The impact of HDACi (AR-42 or SAHA) and Reolysin (Reo) combinatorial therapy was assessed on human (SCC-2 and SCC-74-A) and murine (MTE) squamous carcinoma cell killing and apoptosis. (A) Human head and neck cancer cell lines were treated with 0.0625, 0.125. 0.25, 0.5, 1, 2, and 4 times the IC₅₀ concentration of each HDACi and/or Reolysin for 48 hr followed by a standard MTT assay. A Chou-Talalay analysis of combinatorial killing percentages is indicated with the fraction affected (FA) versus combination index (CI) plots. CI < 1 indicates synergy, CI = 1 indicates additive, and CI > 1 indicates antagonistic combination interactions. (B) Representative propidium iodide (PI) and Annexin-V450 scatterplots and quantification of SCC-74A head and neck cancer cells treated with PBS, AR-42, SAHA, Reolysin or the combination of each HDACi plus Reolysin for 48 hr.
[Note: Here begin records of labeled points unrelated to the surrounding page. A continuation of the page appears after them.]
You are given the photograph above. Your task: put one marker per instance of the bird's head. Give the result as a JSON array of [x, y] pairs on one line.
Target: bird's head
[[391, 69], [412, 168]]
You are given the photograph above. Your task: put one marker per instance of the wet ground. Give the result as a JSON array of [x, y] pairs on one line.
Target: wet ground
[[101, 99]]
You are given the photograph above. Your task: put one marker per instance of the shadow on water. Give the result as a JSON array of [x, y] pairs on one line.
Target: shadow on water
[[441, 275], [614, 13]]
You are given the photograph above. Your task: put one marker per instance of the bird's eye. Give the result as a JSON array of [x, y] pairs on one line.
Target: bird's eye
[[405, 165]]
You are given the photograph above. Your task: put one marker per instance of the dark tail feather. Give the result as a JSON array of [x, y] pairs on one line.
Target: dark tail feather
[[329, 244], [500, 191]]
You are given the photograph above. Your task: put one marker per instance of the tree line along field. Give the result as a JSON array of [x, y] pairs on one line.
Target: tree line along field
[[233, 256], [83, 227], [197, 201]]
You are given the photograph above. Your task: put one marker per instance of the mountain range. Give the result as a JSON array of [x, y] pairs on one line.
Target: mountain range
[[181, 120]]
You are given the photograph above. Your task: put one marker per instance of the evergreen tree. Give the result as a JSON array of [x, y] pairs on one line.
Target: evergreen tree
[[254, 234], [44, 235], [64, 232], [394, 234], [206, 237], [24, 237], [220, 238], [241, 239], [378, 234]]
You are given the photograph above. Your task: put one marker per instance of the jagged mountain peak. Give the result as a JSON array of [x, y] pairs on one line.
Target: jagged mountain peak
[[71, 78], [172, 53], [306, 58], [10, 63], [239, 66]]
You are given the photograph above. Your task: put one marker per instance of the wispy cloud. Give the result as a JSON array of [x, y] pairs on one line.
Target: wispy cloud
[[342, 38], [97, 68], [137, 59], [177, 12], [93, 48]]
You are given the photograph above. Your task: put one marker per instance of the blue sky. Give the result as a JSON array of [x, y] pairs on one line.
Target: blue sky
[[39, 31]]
The right panel shows the quantification of apoptosis for SCC-74A-treated cells as indicated (n = 2/group). (C) MTE murine squamous carcinoma cells were treated with AR-42 (10 μM) or SAHA (20 μM) and/or 10 MOI of Reolysin for 48 hr. Tumor cell killing was then assessed via live and dead cell staining. Representative live/dead cell histograms from flow cytometric analysis and quantification of dead cells. *p ≤ 0.01 (combination treatment differences compared to each individual treatment group). All experiments were performed in triplicate.